New "code=killed, status=11/SEGV" behavior.

dethpickle commented 5 years ago

Just recently off of issue #57. I'm not sure this could be related, but since putting on that update I've had the aqualinkd service quit on me twice, right when a new command is sent to it. In each case, it had been running successfully for several days and then SEGV'd when a command came in.

I see closed issue #52 looks identical. I'm going to try enabling Restart=on-failure which I currently have commented out. Just adding my observation of the same issue so that it's not considered a one-off.

First time I noticed - I'm turning on a pump at 10am:

May 18 14:45:53 raspberrypi aqualinkd[1994]: Starting web server on port 80
May 18 14:45:53 raspberrypi aqualinkd[1994]: Starting MQTT client to 10.1.2.5:1883
May 18 14:45:54 raspberrypi aqualinkd[1994]: Listening to Aqualink RS8 on serial port: /dev/ttyUSB0
May 18 14:45:54 raspberrypi systemd[1]: Started Aqualink RS daemon.
May 18 14:46:01 raspberrypi aqualinkd[1994]: Control Panel B0029223 REV T.2
May 18 14:46:01 raspberrypi aqualinkd[1994]: Getting freeze protection setpoints
May 18 14:46:08 raspberrypi aqualinkd[1994]: Getting pool & spa heat setpoints from aqualink
May 24 10:00:00 raspberrypi systemd[1]: aqualinkd.service: Main process exited, code=killed, status=11/SEGV
May 24 10:00:00 raspberrypi systemd[1]: aqualinkd.service: Unit entered failed state.
May 24 10:00:00 raspberrypi systemd[1]: aqualinkd.service: Failed with result 'signal'.

I restarted it and it again ran for a few days - the daytime low-speed shutoff is at 14:00:

May 25 03:25:01 raspberrypi aqualinkd[8799]: Starting MQTT client to 10.1.2.5:1883
May 25 03:46:10 raspberrypi aqualinkd[8799]: MQTT Connection closed
May 25 03:46:20 raspberrypi aqualinkd[8799]: Starting MQTT client to 10.1.2.5:1883
May 26 00:14:02 raspberrypi aqualinkd[8799]: MQTT Connection closed
May 26 00:14:11 raspberrypi aqualinkd[8799]: Starting MQTT client to 10.1.2.5:1883
May 26 07:25:44 raspberrypi aqualinkd[8799]: MQTT Connection closed
May 26 07:25:53 raspberrypi aqualinkd[8799]: Starting MQTT client to 10.1.2.5:1883
May 28 14:00:00 raspberrypi systemd[1]: aqualinkd.service: Main process exited, code=killed, status=11/SEGV
May 28 14:00:00 raspberrypi systemd[1]: aqualinkd.service: Unit entered failed state.
May 28 14:00:00 raspberrypi systemd[1]: aqualinkd.service: Failed with result 'signal'.

Previously, I had extremely rare shutdowns of the aqualinkd service.
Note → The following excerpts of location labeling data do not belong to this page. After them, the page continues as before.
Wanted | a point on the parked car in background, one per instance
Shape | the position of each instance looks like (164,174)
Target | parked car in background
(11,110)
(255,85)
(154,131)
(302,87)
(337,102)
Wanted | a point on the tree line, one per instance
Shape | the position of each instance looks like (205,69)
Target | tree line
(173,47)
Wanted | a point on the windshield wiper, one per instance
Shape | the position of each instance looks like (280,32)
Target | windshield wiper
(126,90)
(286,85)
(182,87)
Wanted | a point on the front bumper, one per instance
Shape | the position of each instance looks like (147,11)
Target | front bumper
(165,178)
I "handled" them simply by having the systemctl that runs the service have a restart in it. My aqualinkd.service file:

[Unit]
Description=Aqualink RS daemon
ConditionPathExists=/etc/aqualinkd.conf
After=network.target multi-user.target
Requires=network.target

[Service]
Type=forking
#RemainAfterExit=no
#StartLimitInterval=0
PIDFile=/run/aqualinkd.pid
EnvironmentFile=/etc/default/aqualinkd
ExecStart=/usr/local/bin/aqualinkd $OPTS
ExecReload=/bin/kill -HUP $MAINPID
#Restart=on-failure
KillMode=process
RestartSec=2

[Install]
WantedBy=multi-user.target

Any suggestions or places I could gather a better picture/log to submit, please let me know.

ballle98 commented 5 years ago

Interesting. I was seeing cores then I enabled MQTT and they stopped. I disabled MQTT and they came back. I'm on a fork of the code so I'm not 100% sure I'm seeing the same crash.
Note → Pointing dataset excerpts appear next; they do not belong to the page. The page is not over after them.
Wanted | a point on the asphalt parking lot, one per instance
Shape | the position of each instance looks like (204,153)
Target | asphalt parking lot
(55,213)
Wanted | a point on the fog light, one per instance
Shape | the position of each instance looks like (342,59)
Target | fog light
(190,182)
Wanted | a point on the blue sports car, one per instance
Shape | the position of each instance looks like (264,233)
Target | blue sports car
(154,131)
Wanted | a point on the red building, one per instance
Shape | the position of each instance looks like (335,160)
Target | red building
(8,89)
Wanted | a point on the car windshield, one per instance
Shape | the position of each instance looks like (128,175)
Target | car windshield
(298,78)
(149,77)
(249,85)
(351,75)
https://github.com/ballle98/AqualinkD/issues/20

You can follow these instructions to enable core files https://pve.proxmox.com/wiki/Enable_Core_Dump_systemd

rebuild the code with debug symbols, and turn on address sanitize (we're looking for memory corruption)
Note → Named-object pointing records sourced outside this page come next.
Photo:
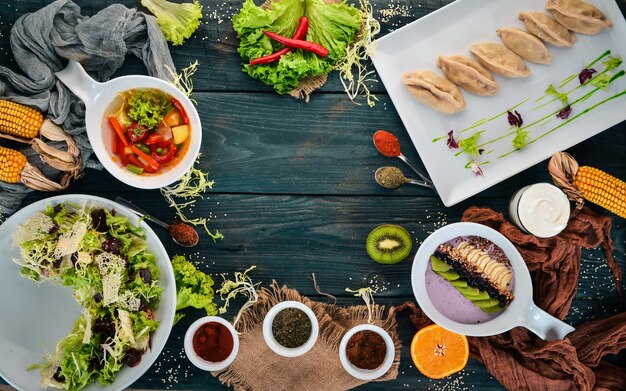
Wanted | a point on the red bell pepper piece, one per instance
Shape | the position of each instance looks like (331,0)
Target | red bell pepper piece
(121,151)
(114,142)
(153,139)
(118,129)
(152,163)
(180,108)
make DBG="-g -O0 -fsanitize=address -static-libasan" make install

when it crashes "sudo -i" to become root, run gbd and dump the back trace with the bt command cd /var/lib/coredumps/ ls gdb /home/pi/git/AqualinkD/release/aqualinkd core-aqualinkd-sig11-user0-group0-pid386-time1554347133 bt

sfeakes commented 5 years ago

What Version of AqualinkD are you running? When fixing the MQTT / Mosquitto 1.6 issue, I posted a bad version that would core dump. If your using v1.2.6e, please update of downgrade to a previous version.

dethpickle commented 5 years ago

I'm on v1.2.6f, from when you fixed MQTT. Thanks for that, btw. I'm still up from the the restart on the 28th. I'll still keep an eye on it.

niharmehta commented 5 years ago

Just had the status=11/SEGV happen this evening. I am not sure a specific command was being sent at the time as I was away from the house. Running 1.3.1

Jun 4 19:42:24 aquad systemd[1]: aqualinkd.service: Main process exited, code=killed, status=11/SEGV Jun 4 19:42:24 aquad systemd[1]: aqualinkd.service: Unit entered failed state. Jun 4 19:42:24 aquad systemd[1]: aqualinkd.service: Failed with result 'signal'. Jun 4 20:17:01 aquad CRON[13258]: (root) CMD ( cd / && run-parts --report /etc/cron.hourly)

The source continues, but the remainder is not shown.